May 28-31. My husband owed me this trip after he got to visit friends overseas, while I stayed home with our 2 yr old. Both of us had been to NY before, seperately, but from his descriptions, it was clear he had not truly experienced it. I was thrilled to plan a great trip for us. We love to wine and dine, so food would be a great part of the trip. I made reservations at some great places. We were staying at the Thompson LES. I was excited.
I found out I was pregnant, and would still be in my first trimester during the trip. Praying for no morning sickness fell on deaf ears. I have been sooo sick. So our trip comes around, and I can't even fathom eating. I canceled most of the reservations, aside from 2. I was bummed. But there's a bright side.
I have quickly realized I have a very short window, once hunger does strike, to avoid getting sick. It's about 30 min. Let me say this about NY. There is great food everywhere. I was so caught up in reading about the best this or best that in where to eat, and frankly, it was unimportant. This baby seems fond of pizza, and I ate a lot of it. Anywhere, and everywhere. I couldn't tell you the names of the places, but I don't think it matters. It was all good. When that feeling would hit, we would find a little corner cafe, or bistro, and would have the best meals. The places were full of locals, and had character. I felt like I had had an epiphany. I came away with a new perspective. I think, on future visits, I will focus less on the hot place to eat, and just explore each neighborhood for that gem.
As for what we did...We just walked around each neighborhood. I tended to tire easily, and needed naps, so we didn't pack in as much as I thought we would. But just truly getting to know the city was priceless. We sat on benches and watched the people go by. We walked through Central park. We lingered, and it was great.

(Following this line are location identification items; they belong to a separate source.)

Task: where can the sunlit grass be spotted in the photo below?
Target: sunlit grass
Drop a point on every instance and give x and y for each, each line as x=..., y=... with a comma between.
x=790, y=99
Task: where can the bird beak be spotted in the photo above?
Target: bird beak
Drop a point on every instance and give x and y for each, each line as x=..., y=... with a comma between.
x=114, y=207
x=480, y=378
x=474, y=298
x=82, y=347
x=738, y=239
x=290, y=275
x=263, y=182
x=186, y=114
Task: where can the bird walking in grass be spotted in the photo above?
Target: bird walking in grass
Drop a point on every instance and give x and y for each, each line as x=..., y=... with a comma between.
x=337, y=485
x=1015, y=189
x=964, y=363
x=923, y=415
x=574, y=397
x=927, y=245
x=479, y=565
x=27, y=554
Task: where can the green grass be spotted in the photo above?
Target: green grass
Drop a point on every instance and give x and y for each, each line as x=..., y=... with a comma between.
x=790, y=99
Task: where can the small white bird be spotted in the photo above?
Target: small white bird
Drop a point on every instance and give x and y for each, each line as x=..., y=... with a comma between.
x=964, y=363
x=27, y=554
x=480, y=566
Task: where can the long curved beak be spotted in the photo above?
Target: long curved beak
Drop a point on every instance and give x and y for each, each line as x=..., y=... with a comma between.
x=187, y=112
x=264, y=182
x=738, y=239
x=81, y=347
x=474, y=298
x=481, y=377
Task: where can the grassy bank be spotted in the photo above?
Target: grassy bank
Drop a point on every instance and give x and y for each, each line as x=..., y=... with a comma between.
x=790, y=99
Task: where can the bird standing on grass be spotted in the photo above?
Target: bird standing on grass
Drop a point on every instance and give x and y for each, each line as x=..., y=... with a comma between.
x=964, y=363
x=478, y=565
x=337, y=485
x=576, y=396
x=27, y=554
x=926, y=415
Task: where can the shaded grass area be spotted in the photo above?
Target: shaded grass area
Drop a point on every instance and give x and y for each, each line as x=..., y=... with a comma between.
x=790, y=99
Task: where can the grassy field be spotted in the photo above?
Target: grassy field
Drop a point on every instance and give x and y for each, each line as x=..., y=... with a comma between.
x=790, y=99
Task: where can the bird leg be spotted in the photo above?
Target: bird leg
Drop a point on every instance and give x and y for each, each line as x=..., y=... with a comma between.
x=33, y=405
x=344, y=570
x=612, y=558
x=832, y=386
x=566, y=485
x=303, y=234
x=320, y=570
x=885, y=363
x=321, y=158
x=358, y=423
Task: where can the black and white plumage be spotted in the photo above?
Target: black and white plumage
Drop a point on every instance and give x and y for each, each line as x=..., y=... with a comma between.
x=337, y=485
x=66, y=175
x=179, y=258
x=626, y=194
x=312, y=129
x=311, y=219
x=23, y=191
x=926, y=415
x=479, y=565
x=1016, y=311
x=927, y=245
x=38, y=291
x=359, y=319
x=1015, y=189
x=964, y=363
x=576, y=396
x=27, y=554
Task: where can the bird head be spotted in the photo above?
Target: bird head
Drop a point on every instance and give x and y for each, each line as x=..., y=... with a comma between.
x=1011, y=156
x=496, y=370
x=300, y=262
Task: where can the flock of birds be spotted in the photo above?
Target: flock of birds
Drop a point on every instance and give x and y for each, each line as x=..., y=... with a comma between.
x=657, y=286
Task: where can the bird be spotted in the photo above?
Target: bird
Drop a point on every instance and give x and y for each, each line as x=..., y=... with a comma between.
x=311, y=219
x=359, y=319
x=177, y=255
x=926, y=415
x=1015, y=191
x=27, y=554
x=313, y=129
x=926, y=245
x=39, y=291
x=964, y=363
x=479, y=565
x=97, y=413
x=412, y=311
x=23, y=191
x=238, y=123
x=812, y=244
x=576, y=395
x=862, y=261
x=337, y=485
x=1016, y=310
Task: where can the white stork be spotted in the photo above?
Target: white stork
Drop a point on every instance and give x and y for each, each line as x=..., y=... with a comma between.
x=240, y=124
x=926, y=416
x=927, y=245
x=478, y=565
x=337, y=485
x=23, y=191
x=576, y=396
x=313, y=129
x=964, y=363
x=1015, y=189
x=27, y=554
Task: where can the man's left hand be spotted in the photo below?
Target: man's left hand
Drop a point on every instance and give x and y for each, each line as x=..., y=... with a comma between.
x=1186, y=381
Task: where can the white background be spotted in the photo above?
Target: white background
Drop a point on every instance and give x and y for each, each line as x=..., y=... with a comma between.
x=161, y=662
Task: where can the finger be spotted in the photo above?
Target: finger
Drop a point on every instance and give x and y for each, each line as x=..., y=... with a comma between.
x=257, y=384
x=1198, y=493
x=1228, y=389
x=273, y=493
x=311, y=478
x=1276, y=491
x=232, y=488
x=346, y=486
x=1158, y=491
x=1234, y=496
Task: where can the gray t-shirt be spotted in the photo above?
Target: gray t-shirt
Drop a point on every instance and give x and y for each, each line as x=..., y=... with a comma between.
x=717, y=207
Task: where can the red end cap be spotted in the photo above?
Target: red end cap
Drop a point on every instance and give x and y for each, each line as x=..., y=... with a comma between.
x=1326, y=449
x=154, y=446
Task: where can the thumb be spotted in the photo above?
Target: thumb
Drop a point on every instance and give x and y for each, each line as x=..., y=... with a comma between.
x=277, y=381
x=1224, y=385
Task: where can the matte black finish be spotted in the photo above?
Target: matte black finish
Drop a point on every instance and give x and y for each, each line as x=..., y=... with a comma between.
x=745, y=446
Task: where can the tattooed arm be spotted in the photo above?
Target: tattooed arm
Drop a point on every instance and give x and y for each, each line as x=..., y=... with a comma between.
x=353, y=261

We did eat at Keens. I couldn't deny my husband that experience. I nearly upchucked at the sight of all that meat, but luckily the baby kept it together. We also ate at Shang, in the hotel, just because we had a $100 credit. I knew it was going to be tough for me, and boy was I right. It's a couple weeks later, and I still get nauseous thinking about Asian food. The food was actually ok, but the service was absurd. All I wanted was pizza.
I've been very fortunate in my life to travel the globe. But nothing, nothing, compares to how I feel about NYC. I've lived the life of a gypsy, never truly calling anywhere home. So how can a place I've never lived in, feel so much like home to me? Everywhere I've gone, I've always been ready to return to my house upon trip completion. NYC is different. I have never wanted to leave, and in fact, am usually in tears the last day of the trip. It truly feels like I belong there.